Acaba bastırdığımız üst beyin ihtiyaçları olabilir mi? Alt beyinin tersine üst beyin yenilik ve değişim sever. Farklı yollar denemeyi, diğerleriyle iş birliğini, problemleri çözmeyi, yaratıcı olmayı, öğrenmeyi sever. Üst beyin bizi diğer bütün canlılardan ayıran fonksiyonlarımızın evidir. Ne yazık ki bu fonksiyonlar toplumsal hayatta pek de hoş karşılanmaz. Atalarımızdan miras kalan “icat çıkarma”lar, “eski köye yeni adet”ler hep bu hoşnutsuzluğun ifadesidir. Çünkü sadece bireysel olarak değil, toplumsal olarak da farklı olandan, başka bir yoldan gidenden hazzetmeyiz. Oysa başka yoldan gitmek hepimizin temel ihtiyaçlarından biridir. Kendi yolumuzdan gitmek. Kendi özgün yanımızı bulup onu ifade ettiğimiz yolumuz. Hayatın başımıza geldiği yol, bu yoldur. Burada başka türlü bir akış vardır. Hiçbir şeyi kontrol etmemize gerek kalmadan her şeyin kendi kendine yolunda olduğu bir akış. Bir adım geriye çekilip baksak bizim için neredeyse kusursuzca hazırlanmış bir düzen görürüz.
Bu akışı her hissettiğimde aklıma bir film sahnesi gelir. İndiana Jones serisinin bir bölümünde kahramanımız elinde yerli kabilenin hazineleriyle birlikte bir kanyonun içinde yerlilerden kaçmaktadır. Kanyon daracık geçitlerden oluşuyor, karanlık. Öyle bir yere geliyor ki, yol bitiyor. Aşağısı uçurum. Yukarı doğru yol yok, karşı tarafa doğru geçit yok. İndiana’nın önünde derin ve kapkaranlık bir boşluk uzanıyor. Eğer yakalanırsa yerliler onu öldürecek. O anda hazinenin içindeki mesajı hatırlıyor: “sen adım attığında belirecek yollar.” İndiana çaresizce o derin karanlık boşluğa adımını atıyor. Düşüp öleceğini zannederken ayağının altında bir basamak belirdiğini fark ediyor şaşkınlıkla. İnanamayarak yeni bir adım daha atıyor ve o adımın altında da bir basamak beliriyor. İndiana her adım attığında ayağının altında basamaklar beliriyor. Önünde değil, altında. Yani her seferinde o adımı atma cesaretini göstermesi gerekiyor.

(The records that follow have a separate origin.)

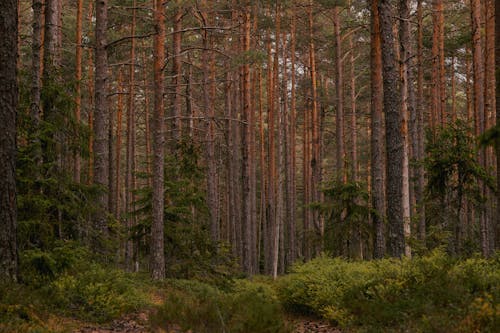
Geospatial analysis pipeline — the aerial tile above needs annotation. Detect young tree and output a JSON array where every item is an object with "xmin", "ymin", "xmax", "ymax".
[
  {"xmin": 370, "ymin": 0, "xmax": 385, "ymax": 258},
  {"xmin": 379, "ymin": 0, "xmax": 405, "ymax": 257},
  {"xmin": 151, "ymin": 0, "xmax": 165, "ymax": 280},
  {"xmin": 93, "ymin": 0, "xmax": 109, "ymax": 234},
  {"xmin": 0, "ymin": 0, "xmax": 18, "ymax": 281},
  {"xmin": 494, "ymin": 1, "xmax": 500, "ymax": 252}
]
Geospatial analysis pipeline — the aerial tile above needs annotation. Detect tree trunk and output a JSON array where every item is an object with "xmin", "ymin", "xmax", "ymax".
[
  {"xmin": 125, "ymin": 0, "xmax": 137, "ymax": 271},
  {"xmin": 172, "ymin": 0, "xmax": 184, "ymax": 142},
  {"xmin": 494, "ymin": 1, "xmax": 500, "ymax": 249},
  {"xmin": 74, "ymin": 0, "xmax": 83, "ymax": 183},
  {"xmin": 269, "ymin": 1, "xmax": 283, "ymax": 278},
  {"xmin": 399, "ymin": 0, "xmax": 415, "ymax": 257},
  {"xmin": 242, "ymin": 8, "xmax": 256, "ymax": 274},
  {"xmin": 287, "ymin": 8, "xmax": 297, "ymax": 266},
  {"xmin": 0, "ymin": 0, "xmax": 18, "ymax": 282},
  {"xmin": 379, "ymin": 0, "xmax": 405, "ymax": 257},
  {"xmin": 413, "ymin": 0, "xmax": 426, "ymax": 241},
  {"xmin": 151, "ymin": 0, "xmax": 165, "ymax": 280},
  {"xmin": 370, "ymin": 0, "xmax": 385, "ymax": 258},
  {"xmin": 333, "ymin": 6, "xmax": 345, "ymax": 183},
  {"xmin": 112, "ymin": 68, "xmax": 123, "ymax": 219},
  {"xmin": 93, "ymin": 0, "xmax": 109, "ymax": 234},
  {"xmin": 30, "ymin": 0, "xmax": 43, "ymax": 170},
  {"xmin": 471, "ymin": 0, "xmax": 489, "ymax": 257}
]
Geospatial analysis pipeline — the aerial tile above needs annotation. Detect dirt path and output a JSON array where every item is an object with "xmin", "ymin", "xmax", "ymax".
[{"xmin": 73, "ymin": 312, "xmax": 341, "ymax": 333}]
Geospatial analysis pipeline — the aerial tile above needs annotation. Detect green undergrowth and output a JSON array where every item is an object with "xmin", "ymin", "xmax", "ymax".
[
  {"xmin": 0, "ymin": 242, "xmax": 151, "ymax": 332},
  {"xmin": 277, "ymin": 251, "xmax": 500, "ymax": 332},
  {"xmin": 151, "ymin": 280, "xmax": 290, "ymax": 333}
]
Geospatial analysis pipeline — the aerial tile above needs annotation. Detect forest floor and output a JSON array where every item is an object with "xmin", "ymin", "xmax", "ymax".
[{"xmin": 73, "ymin": 312, "xmax": 341, "ymax": 333}]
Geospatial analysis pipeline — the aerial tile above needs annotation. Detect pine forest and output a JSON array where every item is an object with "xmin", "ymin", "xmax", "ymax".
[{"xmin": 0, "ymin": 0, "xmax": 500, "ymax": 333}]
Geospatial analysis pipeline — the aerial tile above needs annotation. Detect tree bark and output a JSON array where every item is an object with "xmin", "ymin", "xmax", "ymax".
[
  {"xmin": 151, "ymin": 0, "xmax": 165, "ymax": 280},
  {"xmin": 370, "ymin": 0, "xmax": 385, "ymax": 259},
  {"xmin": 125, "ymin": 0, "xmax": 137, "ymax": 271},
  {"xmin": 74, "ymin": 0, "xmax": 83, "ymax": 183},
  {"xmin": 0, "ymin": 0, "xmax": 18, "ymax": 282},
  {"xmin": 494, "ymin": 1, "xmax": 500, "ymax": 249},
  {"xmin": 333, "ymin": 6, "xmax": 346, "ymax": 183},
  {"xmin": 172, "ymin": 0, "xmax": 184, "ymax": 141},
  {"xmin": 413, "ymin": 0, "xmax": 426, "ymax": 241},
  {"xmin": 93, "ymin": 0, "xmax": 109, "ymax": 235},
  {"xmin": 399, "ymin": 0, "xmax": 415, "ymax": 257},
  {"xmin": 471, "ymin": 0, "xmax": 489, "ymax": 257},
  {"xmin": 379, "ymin": 0, "xmax": 405, "ymax": 257},
  {"xmin": 287, "ymin": 8, "xmax": 297, "ymax": 266}
]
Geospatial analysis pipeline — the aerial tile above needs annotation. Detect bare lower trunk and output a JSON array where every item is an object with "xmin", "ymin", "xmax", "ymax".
[
  {"xmin": 151, "ymin": 0, "xmax": 165, "ymax": 280},
  {"xmin": 93, "ymin": 0, "xmax": 109, "ymax": 234},
  {"xmin": 0, "ymin": 0, "xmax": 18, "ymax": 282}
]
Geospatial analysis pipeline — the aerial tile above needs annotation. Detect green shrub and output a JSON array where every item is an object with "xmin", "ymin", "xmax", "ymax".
[
  {"xmin": 152, "ymin": 280, "xmax": 287, "ymax": 333},
  {"xmin": 45, "ymin": 264, "xmax": 146, "ymax": 322},
  {"xmin": 277, "ymin": 251, "xmax": 500, "ymax": 332}
]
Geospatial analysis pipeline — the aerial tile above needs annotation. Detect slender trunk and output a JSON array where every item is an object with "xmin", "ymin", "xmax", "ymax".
[
  {"xmin": 399, "ymin": 0, "xmax": 415, "ymax": 257},
  {"xmin": 151, "ymin": 0, "xmax": 165, "ymax": 280},
  {"xmin": 85, "ymin": 1, "xmax": 95, "ymax": 184},
  {"xmin": 269, "ymin": 1, "xmax": 283, "ymax": 278},
  {"xmin": 242, "ymin": 8, "xmax": 256, "ymax": 274},
  {"xmin": 142, "ymin": 47, "xmax": 152, "ymax": 187},
  {"xmin": 74, "ymin": 0, "xmax": 83, "ymax": 183},
  {"xmin": 471, "ymin": 0, "xmax": 489, "ymax": 257},
  {"xmin": 125, "ymin": 0, "xmax": 136, "ymax": 271},
  {"xmin": 30, "ymin": 0, "xmax": 43, "ymax": 170},
  {"xmin": 172, "ymin": 0, "xmax": 184, "ymax": 141},
  {"xmin": 287, "ymin": 8, "xmax": 297, "ymax": 266},
  {"xmin": 379, "ymin": 0, "xmax": 405, "ymax": 257},
  {"xmin": 264, "ymin": 20, "xmax": 276, "ymax": 274},
  {"xmin": 308, "ymin": 0, "xmax": 322, "ymax": 249},
  {"xmin": 370, "ymin": 0, "xmax": 385, "ymax": 258},
  {"xmin": 0, "ymin": 0, "xmax": 18, "ymax": 282},
  {"xmin": 112, "ymin": 68, "xmax": 123, "ymax": 219},
  {"xmin": 93, "ymin": 0, "xmax": 109, "ymax": 234},
  {"xmin": 494, "ymin": 2, "xmax": 500, "ymax": 249},
  {"xmin": 414, "ymin": 0, "xmax": 426, "ymax": 241},
  {"xmin": 333, "ymin": 6, "xmax": 345, "ymax": 182}
]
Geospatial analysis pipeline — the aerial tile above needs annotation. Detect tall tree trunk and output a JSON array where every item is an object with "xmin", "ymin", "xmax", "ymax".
[
  {"xmin": 0, "ymin": 0, "xmax": 18, "ymax": 282},
  {"xmin": 413, "ymin": 0, "xmax": 426, "ymax": 240},
  {"xmin": 242, "ymin": 8, "xmax": 256, "ymax": 274},
  {"xmin": 200, "ymin": 0, "xmax": 220, "ymax": 242},
  {"xmin": 333, "ymin": 6, "xmax": 345, "ymax": 182},
  {"xmin": 399, "ymin": 0, "xmax": 415, "ymax": 257},
  {"xmin": 308, "ymin": 1, "xmax": 322, "ymax": 254},
  {"xmin": 30, "ymin": 0, "xmax": 43, "ymax": 170},
  {"xmin": 494, "ymin": 1, "xmax": 500, "ymax": 249},
  {"xmin": 471, "ymin": 0, "xmax": 489, "ymax": 257},
  {"xmin": 125, "ymin": 0, "xmax": 137, "ymax": 271},
  {"xmin": 484, "ymin": 0, "xmax": 496, "ymax": 253},
  {"xmin": 370, "ymin": 0, "xmax": 385, "ymax": 258},
  {"xmin": 111, "ymin": 68, "xmax": 123, "ymax": 219},
  {"xmin": 87, "ymin": 1, "xmax": 95, "ymax": 184},
  {"xmin": 269, "ymin": 1, "xmax": 282, "ymax": 278},
  {"xmin": 287, "ymin": 8, "xmax": 297, "ymax": 266},
  {"xmin": 93, "ymin": 0, "xmax": 109, "ymax": 234},
  {"xmin": 151, "ymin": 0, "xmax": 165, "ymax": 280},
  {"xmin": 264, "ymin": 20, "xmax": 277, "ymax": 275},
  {"xmin": 379, "ymin": 0, "xmax": 405, "ymax": 257},
  {"xmin": 172, "ymin": 0, "xmax": 184, "ymax": 142},
  {"xmin": 74, "ymin": 0, "xmax": 83, "ymax": 183},
  {"xmin": 431, "ymin": 0, "xmax": 446, "ymax": 127}
]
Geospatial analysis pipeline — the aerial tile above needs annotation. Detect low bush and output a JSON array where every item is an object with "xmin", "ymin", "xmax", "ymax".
[
  {"xmin": 151, "ymin": 280, "xmax": 288, "ymax": 333},
  {"xmin": 277, "ymin": 251, "xmax": 500, "ymax": 332}
]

Belirsizliğin içinde güvenle yol almak bu olsa gerek. Burada denklemi tersine çevirmiş oluruz: Önce güvende hissedip sonra adım atmak yerine önce adım atıp sonra güvende hissederiz. Farkında olmadan dış faktörlerden bağımsız içsel bir güvenlik hissi geliştiririz. Biz adım attıkça hem üst beynimizin yenilik ihtiyacını hem de alt beynimizin güvenlik ihtiyacını karşılamış oluruz. Bütün beynimizle, ruhumuzla, özümüzle yola devam ederiz.
İşte hayatın başımıza geldiği o yol böyle bir yol. Kontrolü bir kenara koyup kendimizi o bilinmez boşluğa bıraktığımızda olan her şey hayat. Bizim hayatımız. Bize düşen tek şey bilinmezliğin içinde, başarısızlık riskine rağmen inandığımız şeyin peşinden gitmek ve cesaretle o adımı atmak.